Recommendations for catatonia in autism spectrum disorder

Clinical vigilance is warranted for the assessment of catatonia in autism spectrum disorder given its high prevalence. (C)
Diagnosis of catatonia in autism spectrum disorder requires a marked change from baseline presentation. (S)
First-line interventions in mild cases of catatonia are psychological interventions and/or lorazepam, but the standard treatments for catatonia (i.e. benzodiazepines in escalating dosages and/or bilateral ECT) should be considered in moderate to severe cases. (D)

Medical conditions

Considerations in kidney disease

Catatonia, including malignant catatonia (Nomura et al., 2021), has been described in the context of severe renal impairment (Carroll et al., 1994; Desai et al., 1984; Fekete, 2013), in patients receiving dialysis (Denysenko and Nicolson, 2011) and in the post-transplantation period, often as a result of drug toxicities (Quinn et al., 2014; Sikavi et al., 2019). Patients with renal impairment, even those on dialysis, may still be able to tolerate and benefit from benzodiazepines (Tsai and Huang, 2010) with consideration of the severity of renal impairment, route of administration of benzodiazepines, comorbidities (e.g. frailty), including the risk for delirium.

Typically, no dose adjustments are required even in severe impairment for acute dosing of lorazepam in either oral or parenteral formulation; however, for high or repeated parenteral dosing (Morrison et al., 1984; Verbeeck et al., 1976), monitoring for propylene glycol toxicity and consideration of other therapies such as ECT and NMDA receptor antagonists may be indicated (Goforth, 2007; Quinn et al., 2014) to lessen the impact of the potential side effects of treatment (e.g. falls, confusion, delirium).

Considerations in liver disease

Malignant catatonia may be a rare cause of liver failure (Kiparizoska et al., 2021). Catatonia has been reported secondary to Wilson’s disease (Davis et al., 2021), after liver transplantation (Chung et al., 2013; Cottencin et al., 2002; Huang et al., 2006; Kalivas and Bourgeois, 2009; Tatreau et al., 2018), including in post-transplantation delirium (Brown et al., 2016; Kahn, 2016) as well as secondary to post-transplantation drug toxicities (Davis and Tripathi, 2020). The early post-liver transplantation period may be a state of deficiency in GABA signalling (Tatreau et al., 2018), which may place the patient at increased risk for catatonia.

Benzodiazepines may be an effective treatment for catatonia post-transplantation (O’Donnell et al., 2007; Seetharam and Akerman, 2006). In mild to moderate hepatic impairment, typically no dose adjustment for lorazepam is required (oral or parenteral formulations). In severe impairment or failure, use caution (Kraus et al., 1978; Peppers, 1996). Other treatments such as NMDA receptor antagonists (Brown et al., 2016) or ECT may be required when benzodiazepine treatment is cautioned.

Considerations in lung disease

Pulmonary complications of catatonia may include pulmonary embolism, aspiration pneumonia, pneumothorax, bronchorrhoea, central hypoventilation, respiratory failure and delayed weaning from mechanical ventilation (Funayama et al., 2018; Gupta et al., 2015; Hayashi et al., 2006; ter Haar et al., 2006; Thomas et al., 1994).

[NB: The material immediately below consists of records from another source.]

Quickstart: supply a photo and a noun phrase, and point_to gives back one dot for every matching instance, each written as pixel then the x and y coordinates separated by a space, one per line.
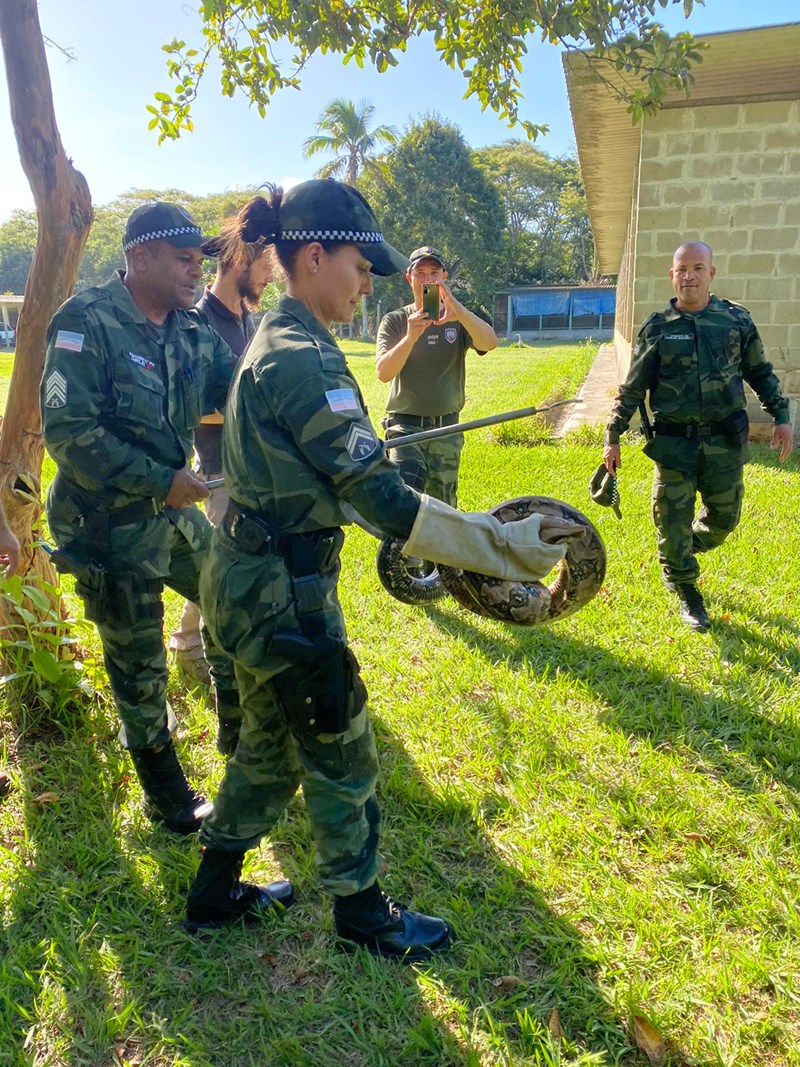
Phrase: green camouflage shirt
pixel 693 365
pixel 298 443
pixel 121 397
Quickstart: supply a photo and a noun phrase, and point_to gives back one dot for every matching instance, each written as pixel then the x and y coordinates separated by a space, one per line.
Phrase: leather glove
pixel 523 551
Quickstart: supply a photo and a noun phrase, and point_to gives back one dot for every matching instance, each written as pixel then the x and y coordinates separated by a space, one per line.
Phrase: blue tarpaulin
pixel 582 302
pixel 597 302
pixel 541 303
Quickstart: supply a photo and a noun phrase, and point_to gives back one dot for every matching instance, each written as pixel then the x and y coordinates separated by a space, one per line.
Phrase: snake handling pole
pixel 442 431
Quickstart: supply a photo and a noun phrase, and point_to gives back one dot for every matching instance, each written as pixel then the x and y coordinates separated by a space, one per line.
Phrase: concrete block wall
pixel 730 175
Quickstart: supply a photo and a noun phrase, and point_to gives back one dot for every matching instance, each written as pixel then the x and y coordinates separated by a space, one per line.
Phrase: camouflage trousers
pixel 128 611
pixel 681 534
pixel 248 599
pixel 429 466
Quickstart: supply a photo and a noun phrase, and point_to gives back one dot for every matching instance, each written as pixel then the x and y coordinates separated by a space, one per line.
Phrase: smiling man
pixel 130 369
pixel 425 361
pixel 692 360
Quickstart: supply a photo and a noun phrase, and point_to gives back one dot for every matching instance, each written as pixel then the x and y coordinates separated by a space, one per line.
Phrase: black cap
pixel 163 222
pixel 328 210
pixel 427 253
pixel 604 490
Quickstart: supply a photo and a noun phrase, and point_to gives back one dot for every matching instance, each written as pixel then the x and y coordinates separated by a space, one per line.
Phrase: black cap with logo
pixel 427 253
pixel 604 490
pixel 328 210
pixel 162 222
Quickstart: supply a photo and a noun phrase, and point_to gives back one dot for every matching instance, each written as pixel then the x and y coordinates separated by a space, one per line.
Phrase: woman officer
pixel 300 454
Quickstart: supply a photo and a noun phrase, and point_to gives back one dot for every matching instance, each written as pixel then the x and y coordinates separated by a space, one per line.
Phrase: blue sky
pixel 100 99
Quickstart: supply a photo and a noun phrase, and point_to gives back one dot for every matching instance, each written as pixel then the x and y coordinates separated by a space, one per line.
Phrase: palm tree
pixel 344 130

Catatonia has been described in the context of respiratory illnesses, including influenza (Coulonjou et al., 1958; Wender, 1979) and SARS-CoV-2 (Amouri et al., 2020; Brandão et al., 2021; Caan et al., 2020; Cooper and Ross, 2020; Ghaziuddin et al., 2021; Gouse et al., 2020; Kaur et al., 2021; Kopishinskaia et al., 2021; Kwon et al., 2021; Mulder et al., 2021; Naik et al., 2021; Nikayin et al., 2022; Raidurg et al., 2021; Scheiner et al., 2021; Torrico et al., 2021; Vazquez-Guevara et al., 2021; Zain et al., 2021; Zandifar and Badrfam, 2020), as well as in critical illnesses (e.g. sepsis, shock). Catatonia in the context of critical illness including respiratory failure may have high comorbidity with delirium (Grover et al., 2014; Wilson et al., 2017). Respiratory failure due to malignant catatonia has been described and may be especially responsive to ECT (Barnardo et al., 2007; Boyarsky et al., 1999; Hayashi et al., 2006; ter Haar et al., 2006; Thomas et al., 1994), especially in those unable to tolerate a benzodiazepine (Geretsegger and Rochowanski, 1987).

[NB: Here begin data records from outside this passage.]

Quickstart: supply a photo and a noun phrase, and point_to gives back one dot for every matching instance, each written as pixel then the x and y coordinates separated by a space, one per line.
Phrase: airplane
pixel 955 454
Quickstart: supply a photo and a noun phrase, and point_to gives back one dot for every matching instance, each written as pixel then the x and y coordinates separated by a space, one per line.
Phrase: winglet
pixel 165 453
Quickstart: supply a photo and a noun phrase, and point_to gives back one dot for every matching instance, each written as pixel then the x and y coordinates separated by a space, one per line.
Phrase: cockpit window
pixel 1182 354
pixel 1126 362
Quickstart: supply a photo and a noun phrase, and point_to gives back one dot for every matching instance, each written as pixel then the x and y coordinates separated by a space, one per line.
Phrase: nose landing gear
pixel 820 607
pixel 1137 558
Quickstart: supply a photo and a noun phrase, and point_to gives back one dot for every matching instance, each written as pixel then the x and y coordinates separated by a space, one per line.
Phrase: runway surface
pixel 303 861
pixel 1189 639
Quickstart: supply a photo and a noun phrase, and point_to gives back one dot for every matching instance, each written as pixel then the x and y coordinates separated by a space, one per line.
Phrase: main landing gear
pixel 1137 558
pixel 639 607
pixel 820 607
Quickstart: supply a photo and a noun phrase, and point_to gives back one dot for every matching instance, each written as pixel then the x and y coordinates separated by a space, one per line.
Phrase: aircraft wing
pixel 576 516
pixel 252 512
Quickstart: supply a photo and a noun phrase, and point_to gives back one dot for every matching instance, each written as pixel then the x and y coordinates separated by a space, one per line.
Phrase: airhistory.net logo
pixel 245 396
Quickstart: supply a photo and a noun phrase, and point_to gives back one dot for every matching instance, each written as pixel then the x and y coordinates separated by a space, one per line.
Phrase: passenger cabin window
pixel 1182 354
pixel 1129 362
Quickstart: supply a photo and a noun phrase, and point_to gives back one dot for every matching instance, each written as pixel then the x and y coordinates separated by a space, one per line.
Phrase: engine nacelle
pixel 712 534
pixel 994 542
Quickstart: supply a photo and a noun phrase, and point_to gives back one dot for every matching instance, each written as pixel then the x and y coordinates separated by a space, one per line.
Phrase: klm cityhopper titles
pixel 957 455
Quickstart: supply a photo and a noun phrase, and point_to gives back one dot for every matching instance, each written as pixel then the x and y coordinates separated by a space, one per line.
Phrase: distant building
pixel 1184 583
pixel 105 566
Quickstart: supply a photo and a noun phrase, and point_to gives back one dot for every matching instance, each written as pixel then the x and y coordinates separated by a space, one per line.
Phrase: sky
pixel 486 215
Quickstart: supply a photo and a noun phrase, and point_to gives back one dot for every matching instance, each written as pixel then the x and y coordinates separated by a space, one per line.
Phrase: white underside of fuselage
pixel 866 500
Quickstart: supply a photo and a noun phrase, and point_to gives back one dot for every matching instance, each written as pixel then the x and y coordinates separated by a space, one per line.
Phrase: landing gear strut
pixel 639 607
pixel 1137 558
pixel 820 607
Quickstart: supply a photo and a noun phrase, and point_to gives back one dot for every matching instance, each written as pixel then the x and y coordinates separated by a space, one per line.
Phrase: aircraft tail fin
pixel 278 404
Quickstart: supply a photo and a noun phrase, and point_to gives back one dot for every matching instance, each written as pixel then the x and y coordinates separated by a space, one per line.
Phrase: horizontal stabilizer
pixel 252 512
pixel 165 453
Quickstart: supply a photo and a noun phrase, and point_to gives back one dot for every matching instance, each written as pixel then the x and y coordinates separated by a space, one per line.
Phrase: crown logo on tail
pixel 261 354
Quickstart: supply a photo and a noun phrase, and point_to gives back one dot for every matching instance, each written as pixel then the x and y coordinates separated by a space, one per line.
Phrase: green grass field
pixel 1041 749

Recommendations for catatonia in kidney, liver and lung disease

In renal impairment, lorazepam dosing does not usually need to be altered, but consider additional monitoring for side effects. (C)
In mild or moderate hepatic impairment, lorazepam dosing does not usually need to be altered, but caution should be exercised when considering lorazepam in severe hepatic impairment. (B)
In severe respiratory disease, consider giving ECT as a first-line treatment rather than benzodiazepines. (D)

Research priorities

One general point for future research is that there is a need to harmonise definitions of catatonia and definitions of specific catatonic signs, as well as thresholds for making a diagnosis (Oldham, 2022).

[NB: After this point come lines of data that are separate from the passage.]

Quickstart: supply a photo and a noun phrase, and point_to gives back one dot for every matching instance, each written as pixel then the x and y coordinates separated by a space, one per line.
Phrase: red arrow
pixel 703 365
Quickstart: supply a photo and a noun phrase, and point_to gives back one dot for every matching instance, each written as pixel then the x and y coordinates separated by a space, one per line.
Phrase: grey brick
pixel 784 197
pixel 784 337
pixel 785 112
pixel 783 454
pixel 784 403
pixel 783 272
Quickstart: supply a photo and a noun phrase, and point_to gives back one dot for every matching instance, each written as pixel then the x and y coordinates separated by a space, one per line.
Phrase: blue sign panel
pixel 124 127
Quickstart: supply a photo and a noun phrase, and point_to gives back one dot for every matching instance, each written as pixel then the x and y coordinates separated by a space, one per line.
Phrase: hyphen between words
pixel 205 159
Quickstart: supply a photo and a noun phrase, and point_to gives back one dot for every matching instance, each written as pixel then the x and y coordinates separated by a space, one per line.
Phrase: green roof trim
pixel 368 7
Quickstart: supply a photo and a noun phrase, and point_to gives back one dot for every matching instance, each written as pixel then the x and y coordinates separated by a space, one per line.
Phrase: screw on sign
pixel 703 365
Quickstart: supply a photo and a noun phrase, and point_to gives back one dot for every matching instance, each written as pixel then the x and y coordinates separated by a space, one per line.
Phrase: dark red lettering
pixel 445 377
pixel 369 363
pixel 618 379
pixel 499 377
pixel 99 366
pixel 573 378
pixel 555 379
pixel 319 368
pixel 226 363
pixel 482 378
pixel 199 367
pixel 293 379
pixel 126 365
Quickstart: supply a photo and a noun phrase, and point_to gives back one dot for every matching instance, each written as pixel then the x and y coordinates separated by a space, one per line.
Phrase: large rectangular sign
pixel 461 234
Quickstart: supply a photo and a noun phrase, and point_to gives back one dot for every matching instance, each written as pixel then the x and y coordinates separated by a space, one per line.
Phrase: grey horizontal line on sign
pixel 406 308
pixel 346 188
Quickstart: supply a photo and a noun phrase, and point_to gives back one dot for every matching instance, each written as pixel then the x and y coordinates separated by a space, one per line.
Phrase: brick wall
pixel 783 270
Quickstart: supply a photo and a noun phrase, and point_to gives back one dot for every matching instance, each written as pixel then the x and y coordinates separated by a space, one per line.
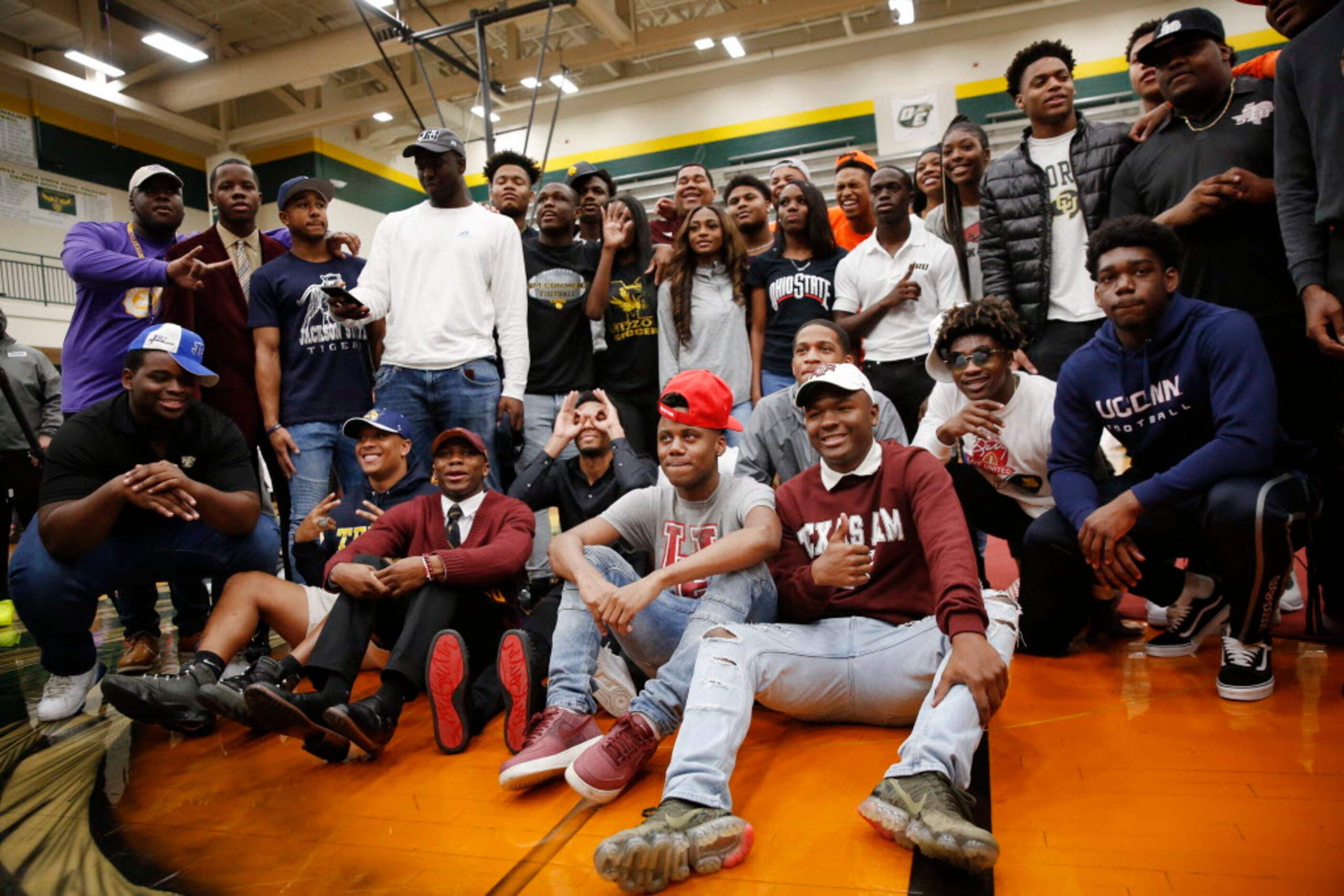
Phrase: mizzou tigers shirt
pixel 659 521
pixel 326 368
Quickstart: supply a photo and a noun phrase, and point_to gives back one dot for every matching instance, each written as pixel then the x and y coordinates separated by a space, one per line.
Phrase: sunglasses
pixel 980 356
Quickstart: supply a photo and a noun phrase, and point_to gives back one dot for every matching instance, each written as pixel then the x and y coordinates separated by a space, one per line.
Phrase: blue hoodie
pixel 311 557
pixel 1194 405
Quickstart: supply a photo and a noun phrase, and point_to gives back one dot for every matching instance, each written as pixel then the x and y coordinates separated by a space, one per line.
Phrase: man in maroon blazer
pixel 452 597
pixel 218 311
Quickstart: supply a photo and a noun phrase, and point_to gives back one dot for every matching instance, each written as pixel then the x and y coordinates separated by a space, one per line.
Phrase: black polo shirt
pixel 104 441
pixel 1234 259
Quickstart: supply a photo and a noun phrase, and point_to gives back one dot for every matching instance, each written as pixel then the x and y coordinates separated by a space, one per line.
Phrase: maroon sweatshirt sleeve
pixel 507 547
pixel 390 536
pixel 801 600
pixel 946 544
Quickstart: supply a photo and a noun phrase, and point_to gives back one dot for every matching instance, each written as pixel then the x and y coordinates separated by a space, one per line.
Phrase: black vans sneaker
pixel 1248 672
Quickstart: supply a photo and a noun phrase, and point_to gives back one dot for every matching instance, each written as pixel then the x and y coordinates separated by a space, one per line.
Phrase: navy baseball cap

As this guideline has highlighted, the most urgent research goal for catatonia is to develop a more robust evidence base for its treatment. Despite the wealth of small reports and observational data, a Cochrane systematic review of the use of benzodiazepines for catatonia found that no RCT met its inclusion criteria (Zaman et al., 2019). Although some might consider an RCT infeasible in catatonia, the Cochrane review found several examples. Unfortunately, though, these studies had methodological issues, introducing questions of validity. Conducting clinical trials in catatonia is an important priority for psychiatric research in the next decade.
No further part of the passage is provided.